O modelo oposto é uma hipoteca que prevê apenas o pagamento dos juros. Ela vence no final de um determinado período, quando, na maioria dos casos, é substituída por uma nova hipoteca. Esse modelo era particularmente popular no Reino Unido, antes de ser substituído pelo atual modelo de amortização.
A Suíça, por sua vez, segue outro caminho. No país, o princípio da dívida adiada ainda é muito difundido. Como o negócio com créditos habitacionais é atraente para os bancos, há fortes incentivos na Suíça, como país dos bancos, para que essas dívidas bancárias não sejam quitadas integralmente. Sendo assim, os mutuários podem deduzir integralmente o valor dos juros pagos sobre as dívidas de seus impostos.

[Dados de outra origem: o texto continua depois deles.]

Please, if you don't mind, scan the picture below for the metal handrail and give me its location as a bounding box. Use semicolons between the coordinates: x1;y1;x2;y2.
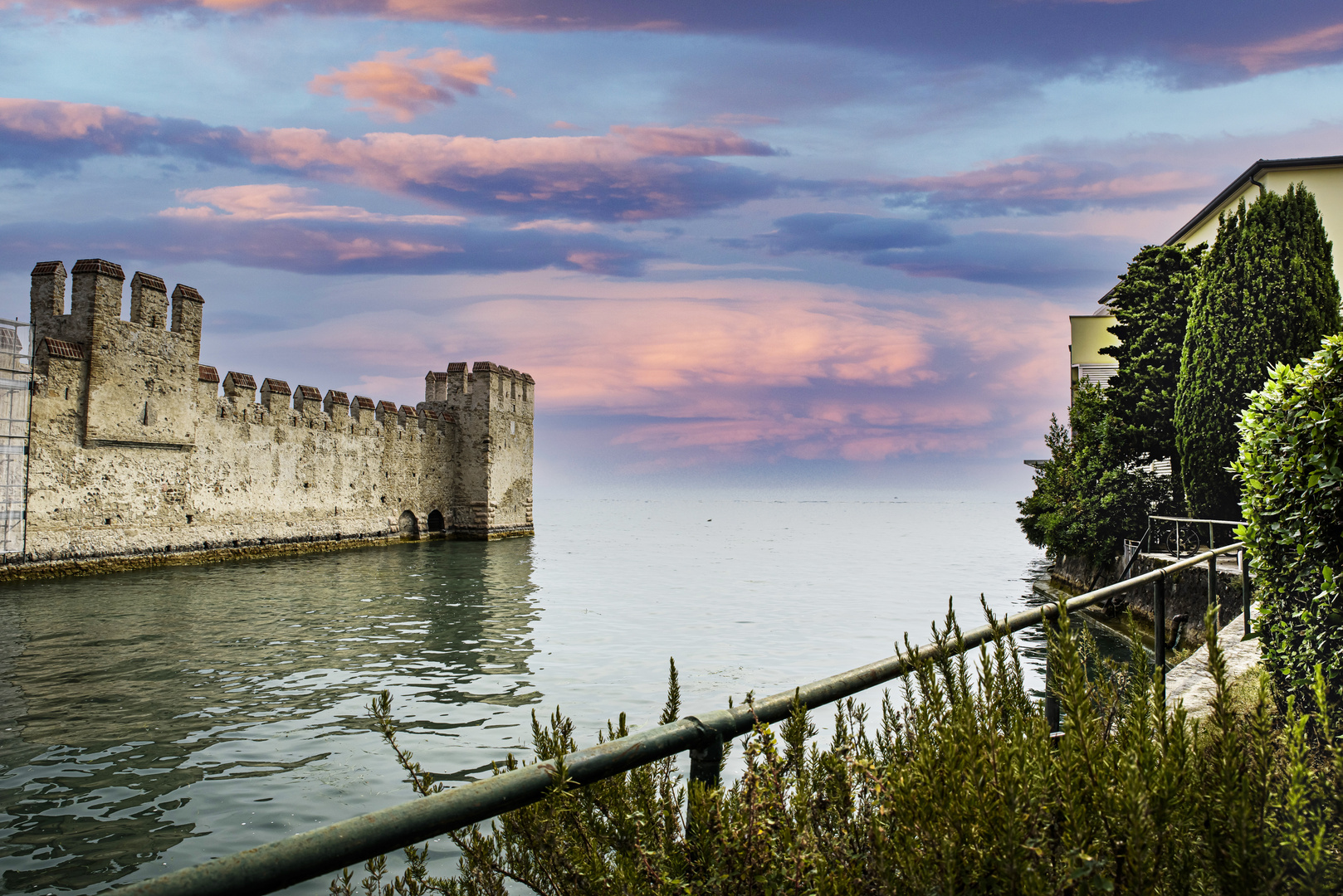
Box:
1147;514;1245;556
1147;514;1245;525
109;543;1243;896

Explicamos a seguir como o sistema funciona e quais são as consequências – para quem compra uma casa própria e para a sociedade.
É preciso quitar uma hipoteca na Suíça?
A resposta é sim e não. Como regra geral, na Suíça, é preciso dispor de 20% do valor de um imóvel, para poder comprá-lo. O restante pode ser financiado pelo banco por meio de uma hipoteca.
No país, a hipoteca é dividida em duas partes: a primeira (até 65% do valor do imóvel) não precisa ser necessariamente amortizada. A segunda parte (entre 65% e 80%) está geralmente sujeita à obrigação de amortização em 15 anos ou até a aposentadoria.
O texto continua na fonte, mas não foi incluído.